Your online self is a patchwork: usernames, profiles, login credentials, and behavioural data scattered across dozens of platforms. You created it, but you don’t really control it. Platforms decide what you can change, what you can export, and what happens to your account when you break a rule or they change their mind. Governments and employers increasingly want to tie that digital presence to a verified, official identity. The question of who owns your digital identity isn’t abstract—it shapes what you can do online, how you’re held accountable, and who can lock you out of your own life.
The Platform Default
In practice, ownership is mostly with the platforms. When you sign up for a service, you agree to terms that grant them broad rights to host, use, and sometimes share your data. Your “identity” on that platform—your profile, your history, your connections—lives on their servers. They can suspend it, delete it, or hand it over to law enforcement. You can’t take your social graph or your recommendation history with you in any usable form when you leave. Data portability regulations in some regions require that companies let you download your data, but that’s usually a dump of files, not a way to move your identity to another service. So your online self is fragmented, and each fragment is under someone else’s control.
Why It Matters
Losing access to an account can mean losing access to your work, your contacts, or years of photos. It can happen because of a hack, a mistaken ban, or a policy change. When identity is held by platforms, you’re always one decision away from being locked out. That’s not just inconvenient—for people who rely on a platform for their livelihood or their primary way to communicate, it’s existential. And because identities are siloed, you don’t have a single “you” that you can move or back up. You have dozens of partial selves, each at the mercy of a different company.
Government and Verified Identity
On the other side, governments are pushing for verified digital identity—linking your online presence to a state-issued ID. The goals are often legitimate: reducing fraud, ensuring age verification, and making sure that “one person, one vote” or “one person, one benefit” holds. But verified identity also means that the state (or its contractors) becomes a gatekeeper. Your ability to participate in certain online spaces could depend on handing over your real-world identity to a platform or a government system. The trade-off between accountability and anonymity is real. So is the risk of centralising identity in the hands of a few actors who can exclude you or leak your data.
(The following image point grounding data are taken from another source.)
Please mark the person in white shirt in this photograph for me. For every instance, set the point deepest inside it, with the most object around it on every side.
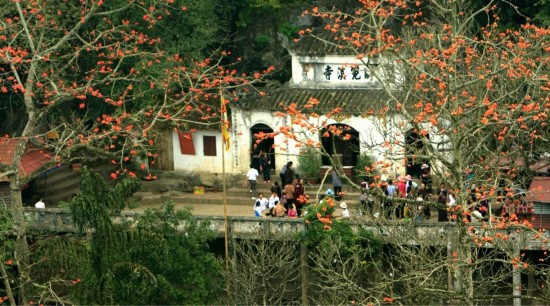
(273, 199)
(260, 205)
(40, 204)
(345, 211)
(263, 201)
(251, 176)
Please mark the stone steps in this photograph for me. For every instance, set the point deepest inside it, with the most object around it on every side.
(239, 196)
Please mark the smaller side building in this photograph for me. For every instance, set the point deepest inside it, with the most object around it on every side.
(539, 195)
Self-Sovereign and Decentralised Identity
Self-sovereign identity (SSI) and related ideas propose that you should hold your own identity credentials—verified claims from issuers (governments, employers, schools) that you can present when needed, without the verifier holding your data. In theory, you own the credentials; you choose when to show them and to whom. Decentralised identifiers (DIDs) and verifiable credentials are the technical building blocks. In practice, adoption is slow. Most services aren’t built to accept a credential you hold in your wallet instead of a username and password in their database. The ecosystem is still emerging. But the direction is clear: identity that you control, rather than identity that platforms and governments hold about you.
What You Can Do Now
You can’t single-handedly shift the whole system, but you can reduce your exposure. Use a password manager and strong, unique credentials so that one breach doesn’t cascade. Where possible, use two-factor authentication and consider hardware keys for critical accounts. Support and use services that offer data export and account portability. Be cautious about linking your real identity to every platform—sometimes a pseudonym or a separate profile is the right choice. And pay attention to policy: data protection laws, right-to-deletion, and rules about identity verification are being debated and passed now. Who owns your online self will be decided in part by regulation and in part by what we demand as users. The default is that we don’t own it. Changing that starts with asking the question.